The Subcommittee argues that Ticketmaster’s own records undercut its habit of blaming bots, extraordinary demand, or outside actors when major onsales went sideways. During Morgan Wallen’s 2021 presale, for example, the report cites an internal update stating that multiple requests were made to “slow” or “pause” the queue so teams could reprice tickets, leaving “thousands in the queue waiting for what was very few tickets at the time.” In March 2022, the report says, another employee warned of ongoing issues “affecting pricers’ ability to transact during busy onsales.”
The report then turns to Taylor Swift’s Eras Tour presale — the most visible ticketing failure of the last several years. Ticketmaster publicly blamed staggering bot traffic and extraordinary fan demand. But according to emails cited by the Senate report, internal discussions pointed to aging infrastructure as part of the problem. The report says Ticketmaster President Mark Yovich attributed the outages to “old legacy pages [that] went down,” while Michael Rapino questioned internally whether the outcome would have been the same absent the outage given that demand was already known in advance.

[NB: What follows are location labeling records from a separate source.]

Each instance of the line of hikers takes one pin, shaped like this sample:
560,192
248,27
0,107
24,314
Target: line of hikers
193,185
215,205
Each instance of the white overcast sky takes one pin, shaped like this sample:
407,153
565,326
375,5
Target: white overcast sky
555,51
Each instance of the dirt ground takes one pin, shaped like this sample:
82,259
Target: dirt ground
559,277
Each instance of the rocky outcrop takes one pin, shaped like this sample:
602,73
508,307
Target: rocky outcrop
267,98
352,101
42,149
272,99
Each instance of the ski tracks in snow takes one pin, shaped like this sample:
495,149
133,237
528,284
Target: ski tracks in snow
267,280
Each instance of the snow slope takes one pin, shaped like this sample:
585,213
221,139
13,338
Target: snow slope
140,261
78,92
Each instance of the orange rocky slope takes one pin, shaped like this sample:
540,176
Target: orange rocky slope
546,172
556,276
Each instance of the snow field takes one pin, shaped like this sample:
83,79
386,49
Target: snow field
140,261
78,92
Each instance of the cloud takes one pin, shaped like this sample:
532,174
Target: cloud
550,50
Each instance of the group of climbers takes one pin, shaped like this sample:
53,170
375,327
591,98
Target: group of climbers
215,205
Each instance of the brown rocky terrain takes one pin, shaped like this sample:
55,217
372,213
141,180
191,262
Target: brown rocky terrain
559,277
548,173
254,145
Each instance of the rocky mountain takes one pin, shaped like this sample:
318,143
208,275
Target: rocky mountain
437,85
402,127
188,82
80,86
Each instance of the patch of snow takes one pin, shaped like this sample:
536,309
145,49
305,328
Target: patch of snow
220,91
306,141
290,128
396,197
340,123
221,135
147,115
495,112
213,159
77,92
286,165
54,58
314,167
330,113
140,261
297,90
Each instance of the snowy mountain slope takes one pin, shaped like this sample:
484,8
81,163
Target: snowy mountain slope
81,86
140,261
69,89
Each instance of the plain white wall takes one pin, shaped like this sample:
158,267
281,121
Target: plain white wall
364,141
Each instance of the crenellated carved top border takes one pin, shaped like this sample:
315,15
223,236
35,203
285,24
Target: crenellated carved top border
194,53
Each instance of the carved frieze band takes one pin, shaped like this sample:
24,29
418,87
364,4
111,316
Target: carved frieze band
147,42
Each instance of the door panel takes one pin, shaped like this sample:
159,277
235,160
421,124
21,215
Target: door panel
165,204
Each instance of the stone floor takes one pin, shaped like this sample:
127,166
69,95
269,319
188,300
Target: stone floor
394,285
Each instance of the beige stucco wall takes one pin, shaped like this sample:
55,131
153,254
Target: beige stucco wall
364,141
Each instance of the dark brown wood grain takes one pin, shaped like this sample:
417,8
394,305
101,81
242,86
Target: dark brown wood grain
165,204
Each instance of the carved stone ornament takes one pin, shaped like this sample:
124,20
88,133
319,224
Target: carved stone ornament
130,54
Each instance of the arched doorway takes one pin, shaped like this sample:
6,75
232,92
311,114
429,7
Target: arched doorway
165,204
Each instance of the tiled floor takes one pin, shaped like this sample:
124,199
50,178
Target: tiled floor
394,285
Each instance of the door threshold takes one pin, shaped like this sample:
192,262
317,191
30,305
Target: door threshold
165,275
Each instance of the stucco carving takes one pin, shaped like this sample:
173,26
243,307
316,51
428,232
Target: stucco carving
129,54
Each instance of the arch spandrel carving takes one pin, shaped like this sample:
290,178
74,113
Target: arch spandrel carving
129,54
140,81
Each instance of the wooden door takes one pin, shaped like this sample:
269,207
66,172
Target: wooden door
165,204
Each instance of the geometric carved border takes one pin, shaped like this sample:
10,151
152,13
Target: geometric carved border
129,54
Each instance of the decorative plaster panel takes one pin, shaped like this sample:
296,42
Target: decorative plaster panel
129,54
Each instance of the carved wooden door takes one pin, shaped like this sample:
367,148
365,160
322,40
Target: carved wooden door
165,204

Taken together, those examples form the report’s central argument: that Ticketmaster was not just standing in the middle of a chaotic marketplace, but was often shaping that chaos in ways that increased prices, sped inventory into more profitable channels, and strained the systems fans depended on.
The money behind the model
The financial story outlined by the report helps explain why that matters. The Subcommittee says Ticketmaster’s gross transaction value rose 164% from 2017 to 2023, while total revenue rose 203% over that stretch, outpacing the increase in the underlying face value of tickets. It also says the company locked resale economics into venue contracts, with post-2017 deals often pushing resale seller and buyer fees higher and, in one 2022 agreement, allowing Ticketmaster to keep 90% of concert resale fee revenue for ten years.
For critics of the company, those figures help explain why practices around dynamic pricing, integrated resale, and tighter control over high-demand onsales have become such a flashpoint. The report’s argument is that these were not isolated tactics, but parts of a broader system that rewarded scarcity, opacity and ever-higher consumer costs.
What comes next
The report closes with several policy recommendations, including continuing efforts to break up Live Nation and Ticketmaster, considering a federal cap on resale prices, and passing stronger restrictions on deceptive and abusive ticketing practices. The most broadly relevant of those proposals may be the least ideological: clearer upfront pricing, prohibitions on tickets changing price during checkout, and more conspicuous labeling or separation of resale inventory from primary listings.
Those transparency issues are likely to resonate well beyond the report’s more controversial proposals. Whatever one’s view of resale markets, the strongest new material here is not an argument that resale itself is the problem. It is the report’s contention that Ticketmaster used its dominance across primary ticketing, resale integration, pricing tools, and venue relationships to profit from confusion and scarcity — and then too often pointed the finger elsewhere when fans were furious.